Biweekly mortgages can save you money
A true biweekly mortgage has a biweekly payment equal to one-half a regular monthly payment for that term. This reduced payment is then made biweekly. Essentially, you are making the equivalent of a 13th monthly payment each year.
Making biweekly payments this way will save you an impressive amount of money in interest. You will build equity faster. You'll pay off your loan sooner usually around 23 years on a 30 year mortgage. It also makes mortgage payments easier to budget especially if your paycheck is biweekly or weekly.
The chart below illustrates typical savings on a $100,000 mortgage.
| Compare |
Monthly Payment |
Biweekly Payment |
| Principal Balance |
$100,000 |
$100,000 |
| Annual Percentage Rate* |
7.25% |
7.25% |
| Principal + Interest Payments |
$682.18 |
$341.09 |
| Term in Years |
30 |
23.4 |
| Total Interest |
$145,580.04 |
$107,443.93 |
| Interest Savings |
$0 |
$ 38,136.11 |
* This rate is for illustration purposes. Current rates may vary.
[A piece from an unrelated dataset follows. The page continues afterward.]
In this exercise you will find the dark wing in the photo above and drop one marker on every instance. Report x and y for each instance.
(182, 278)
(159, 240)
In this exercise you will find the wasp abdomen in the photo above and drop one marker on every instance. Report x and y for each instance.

Biweekly mortgages are typically fixed rate. At DCU, they're available in 15, 20, and 30 year terms on fixed-rate Conventional and Jumbo Mortgages. Automatic payment by transfer from your DCU savings or checking account is required.
Can't I just make more principal payments?
Yes, you can make extra payments toward your principal; however, research shows that even among those who have good intentions, more than 90% do not make these extra payments on a consistent basis. The biweekly payment provides the discipline and structure that can help save you thousands.
Not all biweekly mortgages are equal
The true biweekly is automatically designed to help you pay off your loan sooner. When you are shopping for a biweekly, consider the following.
- Make sure you don't have to pay a higher rate for choosing a biweekly mortgage. DCU does not charge a higher rate, but most lenders do.
- Find out if there is an extra fee for going biweekly. You should not have to pay one.
- Ask when the mortgage is actually scheduled to be paid off. If you choose a 30-year biweekly and it pays off in 30 years, it's not a true biweekly. The lender is just amortizing the loan over 26 payments per year instead of a normal monthly payment divided in half that's paid every two weeks. All you would get otherwise is a more convenient payment schedule.